MLS

Get out of the Way Here Comes the MLS

WASHINGTON, DC - JULY 2: The traveling fan section of the Philadelphia Union cheers during game against D.C. United at RFK Stadium on July 2, 2011 in Washington, DC. (Photo by Ned Dishman/Getty Images)
Ned Dishman/Getty Images
Ken MackContributor IIISeptember 8, 2011

The Big Four—and no we are not talking about the impending college football super conferences.

It's the traditional and socially accepted number of major sports in America today, MLB, NFL, NHL and NBA. Is it time for a fifth? Can America handle MLS?

Before the anti-soccer crowd starts to yell and complain about how it's not American, it’s not a suggestion that we adopt it as our country’s sport, start roaming soccer gangs or slowly work back to being an English colony. I am saying it's time to accept it as a legitimate sport rather than an outsider biting at the ankles of true American sports.

MLS is on its 15th-plus year and still going strong. The league is ever-expanding, adding two new teams this season and planning to add a 20th team in the near future. Our national team is growing towards international respectability and more and more of the MLS players are on top European radars. If there was ever a time to jump on the soccer bandwagon, it is now.

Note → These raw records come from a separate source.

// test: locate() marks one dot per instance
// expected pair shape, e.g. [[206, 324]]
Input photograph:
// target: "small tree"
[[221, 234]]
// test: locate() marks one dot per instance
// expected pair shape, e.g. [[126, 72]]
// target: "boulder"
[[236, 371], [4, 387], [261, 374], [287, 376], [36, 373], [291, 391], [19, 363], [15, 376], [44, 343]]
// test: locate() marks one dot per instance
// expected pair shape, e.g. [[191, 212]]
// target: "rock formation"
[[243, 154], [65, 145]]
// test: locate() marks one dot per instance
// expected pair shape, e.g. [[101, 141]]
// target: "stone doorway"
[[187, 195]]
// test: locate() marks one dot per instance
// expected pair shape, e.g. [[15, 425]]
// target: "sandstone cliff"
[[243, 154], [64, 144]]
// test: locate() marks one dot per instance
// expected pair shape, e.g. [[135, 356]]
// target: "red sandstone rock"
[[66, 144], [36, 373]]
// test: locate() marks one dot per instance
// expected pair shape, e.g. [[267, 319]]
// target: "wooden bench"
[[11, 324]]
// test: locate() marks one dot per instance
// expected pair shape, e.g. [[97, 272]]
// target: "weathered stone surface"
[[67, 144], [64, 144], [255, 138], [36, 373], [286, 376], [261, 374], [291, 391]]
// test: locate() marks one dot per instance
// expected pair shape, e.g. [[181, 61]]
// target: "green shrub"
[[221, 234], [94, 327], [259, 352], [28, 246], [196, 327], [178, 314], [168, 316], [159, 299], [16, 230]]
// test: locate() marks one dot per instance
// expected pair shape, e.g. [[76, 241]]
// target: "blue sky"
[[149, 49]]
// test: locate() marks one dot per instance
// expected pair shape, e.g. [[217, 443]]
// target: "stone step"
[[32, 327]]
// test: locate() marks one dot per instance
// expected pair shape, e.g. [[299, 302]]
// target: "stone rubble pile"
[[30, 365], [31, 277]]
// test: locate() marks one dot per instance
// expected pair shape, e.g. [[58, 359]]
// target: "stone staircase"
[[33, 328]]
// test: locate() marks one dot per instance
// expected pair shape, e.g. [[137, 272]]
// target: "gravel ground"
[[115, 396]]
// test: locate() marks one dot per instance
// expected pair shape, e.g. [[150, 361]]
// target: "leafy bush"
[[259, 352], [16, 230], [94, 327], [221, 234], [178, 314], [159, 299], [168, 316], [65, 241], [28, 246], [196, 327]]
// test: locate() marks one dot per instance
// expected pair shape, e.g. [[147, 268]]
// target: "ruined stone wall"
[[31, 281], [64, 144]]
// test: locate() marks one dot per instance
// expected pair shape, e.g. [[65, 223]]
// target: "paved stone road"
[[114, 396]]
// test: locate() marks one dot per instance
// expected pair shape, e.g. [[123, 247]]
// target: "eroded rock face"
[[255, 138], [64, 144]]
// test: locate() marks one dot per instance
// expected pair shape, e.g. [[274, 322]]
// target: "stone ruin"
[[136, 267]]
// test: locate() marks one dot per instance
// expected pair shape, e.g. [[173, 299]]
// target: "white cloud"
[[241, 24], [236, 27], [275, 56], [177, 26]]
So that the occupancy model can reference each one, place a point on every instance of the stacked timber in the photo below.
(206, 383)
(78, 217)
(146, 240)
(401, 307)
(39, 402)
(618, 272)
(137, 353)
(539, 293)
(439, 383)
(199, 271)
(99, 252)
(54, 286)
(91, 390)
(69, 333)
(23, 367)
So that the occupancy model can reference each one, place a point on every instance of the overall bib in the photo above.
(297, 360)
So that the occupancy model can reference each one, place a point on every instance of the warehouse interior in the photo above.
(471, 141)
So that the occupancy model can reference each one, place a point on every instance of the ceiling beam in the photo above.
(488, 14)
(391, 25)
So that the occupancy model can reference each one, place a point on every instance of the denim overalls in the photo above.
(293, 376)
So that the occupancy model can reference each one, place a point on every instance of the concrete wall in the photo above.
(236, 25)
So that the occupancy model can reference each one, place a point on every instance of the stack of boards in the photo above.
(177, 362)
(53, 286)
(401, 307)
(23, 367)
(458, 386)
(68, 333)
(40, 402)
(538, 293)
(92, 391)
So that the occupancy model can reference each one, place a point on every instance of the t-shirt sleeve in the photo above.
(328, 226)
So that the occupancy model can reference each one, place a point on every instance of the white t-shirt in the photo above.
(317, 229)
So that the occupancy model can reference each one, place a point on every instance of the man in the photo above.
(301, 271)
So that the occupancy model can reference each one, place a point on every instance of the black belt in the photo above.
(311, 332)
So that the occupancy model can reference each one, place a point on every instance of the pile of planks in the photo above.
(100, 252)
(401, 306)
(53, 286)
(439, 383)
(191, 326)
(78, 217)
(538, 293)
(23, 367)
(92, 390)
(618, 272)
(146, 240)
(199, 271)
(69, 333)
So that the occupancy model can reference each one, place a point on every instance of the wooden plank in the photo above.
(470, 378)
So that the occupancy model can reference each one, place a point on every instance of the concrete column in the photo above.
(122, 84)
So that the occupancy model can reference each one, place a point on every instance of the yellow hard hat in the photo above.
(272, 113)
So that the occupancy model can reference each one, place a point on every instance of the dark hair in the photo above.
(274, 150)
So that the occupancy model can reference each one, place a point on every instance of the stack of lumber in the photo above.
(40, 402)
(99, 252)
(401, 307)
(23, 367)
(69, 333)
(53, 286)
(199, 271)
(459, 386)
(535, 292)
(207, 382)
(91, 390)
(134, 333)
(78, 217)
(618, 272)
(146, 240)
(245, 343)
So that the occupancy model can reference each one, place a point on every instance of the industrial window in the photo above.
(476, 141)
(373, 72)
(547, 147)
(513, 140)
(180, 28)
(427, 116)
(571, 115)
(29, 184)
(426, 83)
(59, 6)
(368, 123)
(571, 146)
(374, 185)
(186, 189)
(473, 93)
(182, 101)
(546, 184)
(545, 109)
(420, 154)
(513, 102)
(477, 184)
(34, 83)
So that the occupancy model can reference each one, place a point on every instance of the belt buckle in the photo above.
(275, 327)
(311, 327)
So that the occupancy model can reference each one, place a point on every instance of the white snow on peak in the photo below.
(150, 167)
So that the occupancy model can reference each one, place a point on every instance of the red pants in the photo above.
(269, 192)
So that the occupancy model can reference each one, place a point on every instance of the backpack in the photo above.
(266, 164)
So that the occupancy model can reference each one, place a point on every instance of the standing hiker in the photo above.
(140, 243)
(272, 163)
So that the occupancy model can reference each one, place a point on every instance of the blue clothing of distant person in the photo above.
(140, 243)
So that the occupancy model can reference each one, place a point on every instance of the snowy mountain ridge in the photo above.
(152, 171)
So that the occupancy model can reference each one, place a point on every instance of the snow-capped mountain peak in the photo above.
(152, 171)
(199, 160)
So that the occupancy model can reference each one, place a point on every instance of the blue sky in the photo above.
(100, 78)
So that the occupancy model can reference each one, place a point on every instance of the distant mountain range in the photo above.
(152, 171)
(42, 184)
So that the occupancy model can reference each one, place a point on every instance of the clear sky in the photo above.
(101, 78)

The MLS is shedding its image of retirement center ages and starting to evolve into a place that is viable for young promising stars from around the world (as well as a place our young stars are willing to join in before their jumps across the sea). Young athletes such as Brek Shea, Juan Agudelo and Teal Bunbury, who are just beginning to blossom onto the National team scene, are pairing up with established veterans from around the world (Thierry Henry, David Beckham and Landon Donovan for example) to create a more exciting league.

As Americans, we love the Olympics as it is a chance to prove our athletics are the top in the world—the MLS could give us that type of excitement every year if we allowed it to.

Unknown to most of the sports-fan population, there is a thing called the Concacaf Champions League where teams from the MLS face off against teams from Mexico, the Caribbean and Central America in order to win a spot in the Club World Cup. This is a chance for a team from America to go out and play the best in the world. No other sport offers an opportunity like that. In fact, two of our boys just went down to Mexico and came out with 1-0 wins, the first two in the history of the champions league.

The time to change has come America; four will become five. Draw up a chair and make space because the MLS is taking a seat at the big boy’s table.